Study finds no differences in cerebellar volume in people with autism after controlling for macrocephaly, IQ, and age.

A review of: CLEAVINGER, H.B., BIGLER, E.D., JOHNSON, J.L., LU, J., McMAHON, W., LAINHART, J.E. (2008). Quantitative magnetic resonance image analysis of the cerebellum in macrocephalic and normocephalic children and adults with autism. Journal of the International Neuropsychological Society, 14(03) DOI: 10.1017/S1355617708080594

As I do my weekly literature search on Autism Research for Translating Autism, I noticed a number of forthcoming manuscripts about the role of the cerebellum in Autism. I will likely review some of these new studies and decided to start with Cleavinger et al (2008) MRI examination of cerebellum in children and adults with autism.
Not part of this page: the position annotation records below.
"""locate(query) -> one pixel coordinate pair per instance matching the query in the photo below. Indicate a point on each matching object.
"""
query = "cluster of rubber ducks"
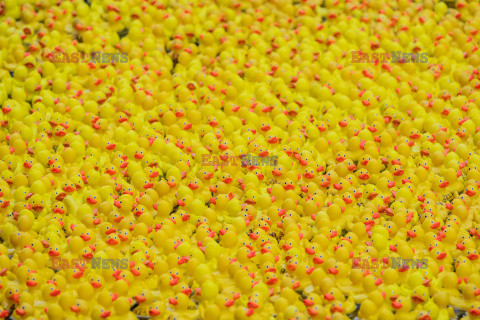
(375, 161)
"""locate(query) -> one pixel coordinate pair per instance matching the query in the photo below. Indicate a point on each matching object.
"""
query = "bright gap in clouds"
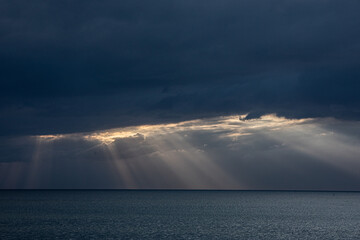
(226, 152)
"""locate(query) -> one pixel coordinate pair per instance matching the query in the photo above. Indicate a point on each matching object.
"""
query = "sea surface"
(179, 215)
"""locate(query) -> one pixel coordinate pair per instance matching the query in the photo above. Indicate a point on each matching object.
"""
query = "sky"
(250, 95)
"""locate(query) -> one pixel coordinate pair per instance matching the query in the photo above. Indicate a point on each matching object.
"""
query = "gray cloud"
(222, 152)
(70, 67)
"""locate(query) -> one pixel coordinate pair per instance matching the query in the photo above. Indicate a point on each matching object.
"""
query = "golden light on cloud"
(232, 126)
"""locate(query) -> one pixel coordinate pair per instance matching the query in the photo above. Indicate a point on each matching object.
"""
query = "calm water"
(178, 215)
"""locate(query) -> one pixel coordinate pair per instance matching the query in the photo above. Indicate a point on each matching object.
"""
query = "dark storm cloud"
(78, 66)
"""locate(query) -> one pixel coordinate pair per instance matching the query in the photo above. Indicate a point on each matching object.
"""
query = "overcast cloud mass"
(73, 71)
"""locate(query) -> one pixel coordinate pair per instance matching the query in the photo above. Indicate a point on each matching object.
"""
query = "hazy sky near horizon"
(252, 94)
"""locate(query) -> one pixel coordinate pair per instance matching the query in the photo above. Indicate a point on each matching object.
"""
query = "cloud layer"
(69, 67)
(216, 153)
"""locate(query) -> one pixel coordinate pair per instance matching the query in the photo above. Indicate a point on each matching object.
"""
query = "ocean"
(76, 214)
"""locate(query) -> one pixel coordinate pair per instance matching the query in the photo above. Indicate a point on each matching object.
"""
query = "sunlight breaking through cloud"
(228, 152)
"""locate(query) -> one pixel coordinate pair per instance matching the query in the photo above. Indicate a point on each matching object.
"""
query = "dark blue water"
(178, 215)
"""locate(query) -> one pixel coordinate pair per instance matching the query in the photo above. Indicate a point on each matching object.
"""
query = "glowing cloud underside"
(226, 152)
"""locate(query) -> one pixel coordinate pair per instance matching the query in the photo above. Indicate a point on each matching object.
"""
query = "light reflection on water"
(179, 215)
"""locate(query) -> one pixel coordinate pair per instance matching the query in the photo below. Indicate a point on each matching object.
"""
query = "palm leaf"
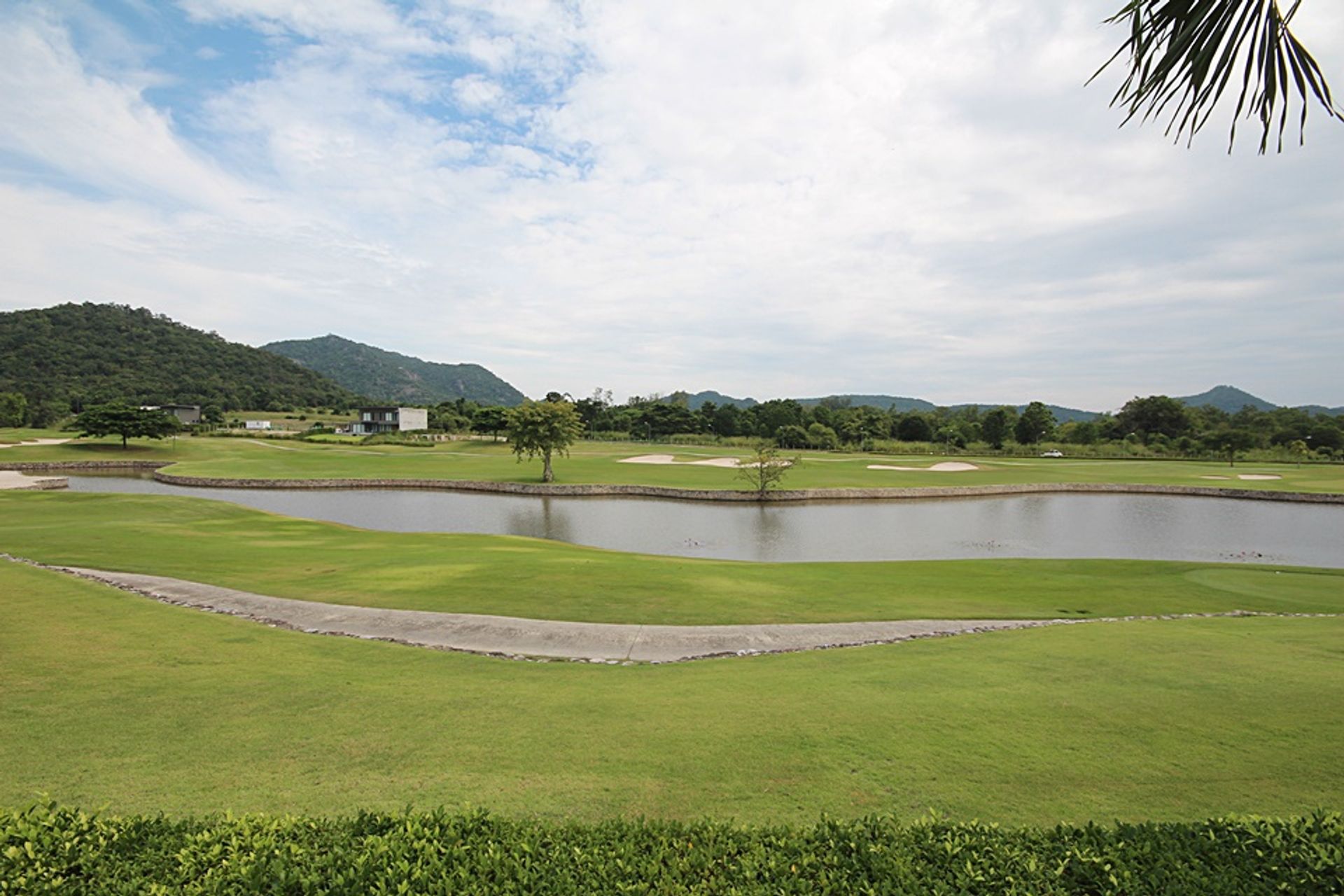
(1184, 52)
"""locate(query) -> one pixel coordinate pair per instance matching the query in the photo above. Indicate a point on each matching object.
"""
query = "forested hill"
(387, 377)
(1226, 398)
(71, 355)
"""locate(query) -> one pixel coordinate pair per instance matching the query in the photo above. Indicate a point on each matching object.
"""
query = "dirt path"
(545, 638)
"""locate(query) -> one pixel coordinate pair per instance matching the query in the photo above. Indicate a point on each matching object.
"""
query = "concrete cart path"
(515, 637)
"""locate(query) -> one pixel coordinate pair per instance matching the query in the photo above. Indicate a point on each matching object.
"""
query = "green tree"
(823, 437)
(765, 469)
(1183, 54)
(1297, 448)
(914, 428)
(1230, 441)
(14, 409)
(542, 429)
(996, 426)
(125, 421)
(1154, 415)
(1035, 425)
(790, 435)
(491, 419)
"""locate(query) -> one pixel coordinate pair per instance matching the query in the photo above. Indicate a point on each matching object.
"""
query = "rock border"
(596, 489)
(588, 643)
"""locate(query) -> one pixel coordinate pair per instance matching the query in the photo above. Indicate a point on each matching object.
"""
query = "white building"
(390, 419)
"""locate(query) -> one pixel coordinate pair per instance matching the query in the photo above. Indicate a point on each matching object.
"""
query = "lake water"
(1028, 526)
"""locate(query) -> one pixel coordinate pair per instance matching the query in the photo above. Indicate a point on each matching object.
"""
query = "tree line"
(1159, 424)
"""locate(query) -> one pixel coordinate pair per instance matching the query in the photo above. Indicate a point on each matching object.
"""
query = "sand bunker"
(946, 466)
(668, 460)
(36, 442)
(15, 480)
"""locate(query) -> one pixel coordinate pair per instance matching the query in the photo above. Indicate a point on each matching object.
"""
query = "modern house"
(374, 421)
(185, 413)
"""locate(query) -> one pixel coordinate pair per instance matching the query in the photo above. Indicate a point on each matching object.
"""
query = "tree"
(914, 428)
(14, 409)
(489, 419)
(765, 470)
(1154, 415)
(1297, 448)
(1230, 441)
(542, 429)
(1035, 425)
(790, 435)
(1184, 52)
(125, 421)
(823, 437)
(996, 426)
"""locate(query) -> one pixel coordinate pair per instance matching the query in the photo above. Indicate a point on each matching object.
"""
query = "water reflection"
(1027, 526)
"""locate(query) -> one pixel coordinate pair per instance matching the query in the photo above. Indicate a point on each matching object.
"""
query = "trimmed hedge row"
(49, 849)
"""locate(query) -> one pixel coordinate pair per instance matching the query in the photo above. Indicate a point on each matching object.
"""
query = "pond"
(1148, 527)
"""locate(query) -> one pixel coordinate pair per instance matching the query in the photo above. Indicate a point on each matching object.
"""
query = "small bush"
(50, 849)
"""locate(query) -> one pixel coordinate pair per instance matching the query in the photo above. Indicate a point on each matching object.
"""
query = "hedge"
(51, 849)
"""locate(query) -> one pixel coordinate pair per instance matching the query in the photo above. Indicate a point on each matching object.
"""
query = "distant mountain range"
(78, 355)
(883, 402)
(1226, 398)
(388, 377)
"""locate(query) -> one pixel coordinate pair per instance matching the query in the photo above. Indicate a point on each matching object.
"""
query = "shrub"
(50, 849)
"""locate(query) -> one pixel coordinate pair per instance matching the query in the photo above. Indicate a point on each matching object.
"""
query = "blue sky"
(766, 199)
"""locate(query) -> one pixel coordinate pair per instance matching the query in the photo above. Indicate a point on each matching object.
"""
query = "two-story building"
(185, 413)
(374, 421)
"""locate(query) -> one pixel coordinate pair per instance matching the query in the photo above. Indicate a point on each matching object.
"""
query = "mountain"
(92, 354)
(1227, 398)
(696, 402)
(904, 405)
(387, 377)
(881, 402)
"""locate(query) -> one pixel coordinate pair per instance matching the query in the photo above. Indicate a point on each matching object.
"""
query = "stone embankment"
(726, 495)
(519, 638)
(93, 466)
(682, 495)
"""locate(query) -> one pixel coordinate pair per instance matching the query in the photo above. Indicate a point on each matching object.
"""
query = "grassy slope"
(597, 463)
(238, 547)
(113, 700)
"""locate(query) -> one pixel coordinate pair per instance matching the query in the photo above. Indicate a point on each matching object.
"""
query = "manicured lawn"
(113, 700)
(598, 463)
(238, 547)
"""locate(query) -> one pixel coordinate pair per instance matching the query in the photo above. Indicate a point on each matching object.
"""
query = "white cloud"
(760, 198)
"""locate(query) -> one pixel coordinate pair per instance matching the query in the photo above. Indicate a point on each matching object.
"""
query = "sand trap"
(668, 460)
(11, 480)
(36, 442)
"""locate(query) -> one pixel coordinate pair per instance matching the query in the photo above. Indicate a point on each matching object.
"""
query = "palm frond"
(1183, 54)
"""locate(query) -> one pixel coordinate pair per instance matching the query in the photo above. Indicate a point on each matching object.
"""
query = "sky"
(776, 198)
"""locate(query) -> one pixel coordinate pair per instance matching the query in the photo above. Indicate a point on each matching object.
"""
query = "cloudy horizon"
(778, 199)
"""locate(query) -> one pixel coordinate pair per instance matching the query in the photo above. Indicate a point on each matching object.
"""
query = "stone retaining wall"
(39, 466)
(683, 495)
(784, 495)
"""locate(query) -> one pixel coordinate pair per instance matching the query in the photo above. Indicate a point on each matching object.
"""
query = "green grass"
(113, 700)
(225, 545)
(598, 463)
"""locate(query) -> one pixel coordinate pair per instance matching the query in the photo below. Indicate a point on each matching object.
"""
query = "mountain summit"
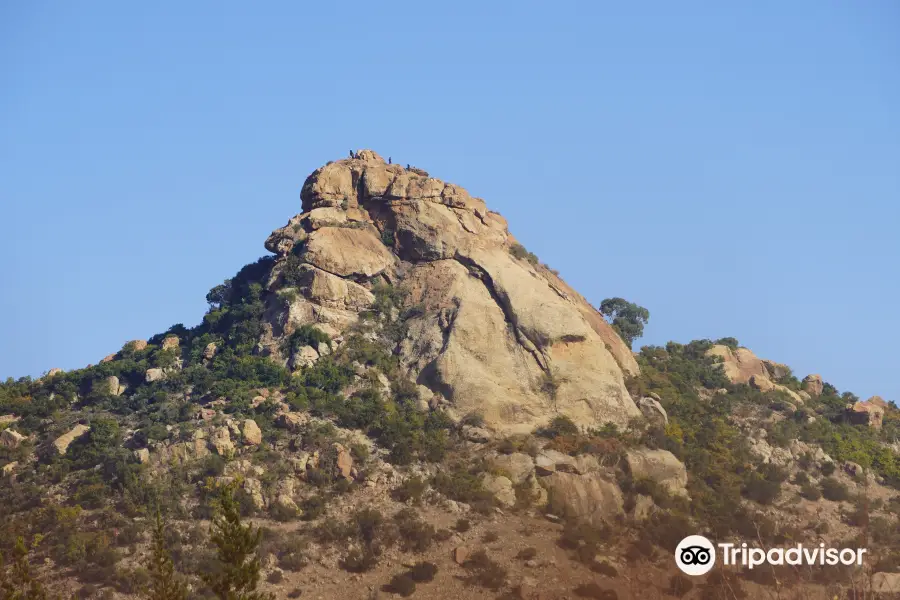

The cerebellum is located on the lower back region of the brain and traditionally it has been implicated in the integration of sensory information and the coordination of movement. However, more recent investigations have determined that the cerebellum is also active in various higher-order functions such as language, emotion, and cognition. In the past, studies looking at differences in the cerebellum of people with and without autism have provide mixed results with some showing increased volume in people with autism, while others show no difference, or decreased volume. One possible explanation for these conflicting findings is that people with autism often vary in degree of macrocephaly (large head size) which may affect the results if the samples studied included individuals with and without macrocephaly. To address this question the authors of this study examined 4 groups: a) people with autism and macrocephaly (N=13) b) people without autism and macrocephaly (N=8) c) people with autism and without macrocephaly (N=28) and c) people without autism and without macrocephaly (N=16). In general, after controlling for macrocephaly, age, and IQ, no statistically significant differences in cerebellar volume were found, although a trend was observed in that people with autism who also had macrocephaly showed smaller cerebellar volume as compared to similar macrocephalic individuals without autism. This trend is important because the ‘non-significant’ differences reported here are likely due to the small sample size and unequal group size, which affects the statistical power of the analysis (making it more difficult to show statistical significant differences even when such differences actually exist). But even if the ‘non-differences’ result is replicated and in fact no differences in cerebellar volume exist between these groups, does this mean that the cerebellum is not implicated in autism? Not at all. Here again I touch the issue of how we should avoid reaching conclusions that go beyond what the data tell us. These results only speak to the size of the cerebellum, suggesting no apparent morphological differences. These results however, do not speak to possible anomalies in the functioning of the cerebellum, which may or may not be present in autism.